Now, we need to normalize the tables and we need to create a primary key that interconnects the tables. There is no unique key in the table "game_logs" and needs to be created. This can be done in various ways, by e.g. consulting the data for viable columns or create custom columns. 

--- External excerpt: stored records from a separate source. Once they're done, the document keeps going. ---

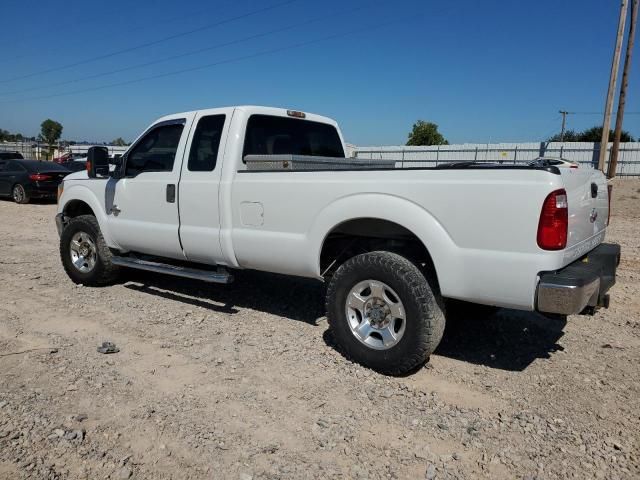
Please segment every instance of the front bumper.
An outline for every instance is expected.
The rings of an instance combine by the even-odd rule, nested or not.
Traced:
[[[573,315],[609,306],[607,292],[616,283],[620,245],[603,243],[561,270],[540,274],[536,309]]]
[[[58,229],[58,236],[62,235],[62,230],[64,230],[66,223],[67,221],[64,213],[58,213],[56,215],[56,228]]]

Luckily, Retrosheet have already built up a system for how to uniquely adress each game, and it is as follows:


**id**: Each game begins with a twelve character ID record which identifies the date, home team, and number of the game. For example, ATL198304080 should be read as follows. The first three characters identify the home team (the Braves). The next four are the year (1983). The next two are the month (April) using the standard numeric notation, 04, followed by the day (08). The last digit indicates if this is a single game (0), first game (1) or second game (2) if more than one game is played during a day, usually a double header The id record starts the description of a game thus ending the description of the preceding game in the file.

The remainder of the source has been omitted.